Despite being widely criticized for his slow response in advance of Hurricane Ida’s remnants sweeping over New York City, Mayor Bill de Blasio said Friday the killer rainfall will likely lead to travel bans and mandatory evacuations ahead of future monstrous storms.
“Literally, the highest rainfall we have ever seen in the history of New York City in one hour,” he pointed out, with the previous record set just two weeks earlier.
“And this is, unfortunately, the shape of things to come in terms of this extreme weather.
“We have to understand we’re now in the great unknown, we’re in a whole different world,” he said, noting also recent wildfires that have set records across the US.

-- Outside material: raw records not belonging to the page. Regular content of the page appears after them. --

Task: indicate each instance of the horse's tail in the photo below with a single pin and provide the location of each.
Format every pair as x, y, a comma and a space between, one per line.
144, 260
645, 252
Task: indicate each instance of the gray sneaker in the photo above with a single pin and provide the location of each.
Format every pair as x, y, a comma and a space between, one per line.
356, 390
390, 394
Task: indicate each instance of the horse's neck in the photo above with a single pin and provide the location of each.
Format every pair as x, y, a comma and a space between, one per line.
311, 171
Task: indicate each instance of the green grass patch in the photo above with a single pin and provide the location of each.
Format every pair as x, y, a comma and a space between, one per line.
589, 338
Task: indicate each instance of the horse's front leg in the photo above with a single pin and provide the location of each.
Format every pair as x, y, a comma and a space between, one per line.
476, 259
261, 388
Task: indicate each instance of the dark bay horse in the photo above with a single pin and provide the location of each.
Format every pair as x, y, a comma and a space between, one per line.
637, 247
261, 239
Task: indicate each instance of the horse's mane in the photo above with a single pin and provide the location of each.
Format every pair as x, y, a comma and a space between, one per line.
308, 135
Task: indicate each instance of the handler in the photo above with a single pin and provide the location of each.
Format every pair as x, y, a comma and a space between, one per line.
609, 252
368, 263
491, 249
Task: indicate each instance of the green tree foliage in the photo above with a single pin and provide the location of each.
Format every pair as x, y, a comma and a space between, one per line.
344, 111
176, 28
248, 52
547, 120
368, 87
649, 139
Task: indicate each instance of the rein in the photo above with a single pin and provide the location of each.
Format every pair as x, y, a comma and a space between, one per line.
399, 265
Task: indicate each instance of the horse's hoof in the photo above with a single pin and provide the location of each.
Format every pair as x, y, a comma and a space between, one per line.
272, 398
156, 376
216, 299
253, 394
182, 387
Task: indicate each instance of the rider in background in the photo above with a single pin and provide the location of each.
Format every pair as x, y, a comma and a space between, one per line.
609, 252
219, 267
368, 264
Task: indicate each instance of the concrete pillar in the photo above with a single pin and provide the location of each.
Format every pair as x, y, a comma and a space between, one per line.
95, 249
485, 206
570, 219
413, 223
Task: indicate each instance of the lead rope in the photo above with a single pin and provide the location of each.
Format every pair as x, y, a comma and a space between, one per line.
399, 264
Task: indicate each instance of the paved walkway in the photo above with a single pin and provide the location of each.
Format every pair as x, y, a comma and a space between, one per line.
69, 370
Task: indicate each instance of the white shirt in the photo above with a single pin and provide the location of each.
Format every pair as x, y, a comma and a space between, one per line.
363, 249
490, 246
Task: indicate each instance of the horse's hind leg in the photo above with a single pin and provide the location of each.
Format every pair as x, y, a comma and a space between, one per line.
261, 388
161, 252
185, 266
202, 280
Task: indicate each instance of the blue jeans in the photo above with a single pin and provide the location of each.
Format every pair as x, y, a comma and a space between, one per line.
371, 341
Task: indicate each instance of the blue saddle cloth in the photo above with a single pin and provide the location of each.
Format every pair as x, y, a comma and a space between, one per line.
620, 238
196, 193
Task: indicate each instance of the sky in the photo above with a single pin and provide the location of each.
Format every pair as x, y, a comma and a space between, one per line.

“We’re in an entirely different reality, and we’re going to have to act very differently going forward,” he warned.
The mayor — who has taken flak for the city’s lack of preparedness for Ida, despite urgent forecasters’ warnings — insisted that the “destructive power” of Ida “came out of nowhere.”
He told MSNBC that a task force is being set up to “nail down … a new set of ground rules” dealing with storms, ones that will need “much more intense actions.”
“We would historically not think of telling people, ‘Don’t go on the streets don’t go on the subways’ — literally banning travel. This is the kind of thing we’re going to have to use more often,” he said.
He also said he wanted a “plan to evacuate folks who live in basements” — noting that the fatalities came in the city, rather than flooded coastlines like previously deadly storms like Sandy.
“This is something entirely new — rain that accumulates so quickly that people can be trapped in their own basement, far away from any seashore,” he told CNN in a separate interview Friday, saying others were trapped in cars “because the rain accumulates so quickly they don’t even know what hit him.”
“This is a kind of extreme brutal weather that’s a whole new ballgame,” he said.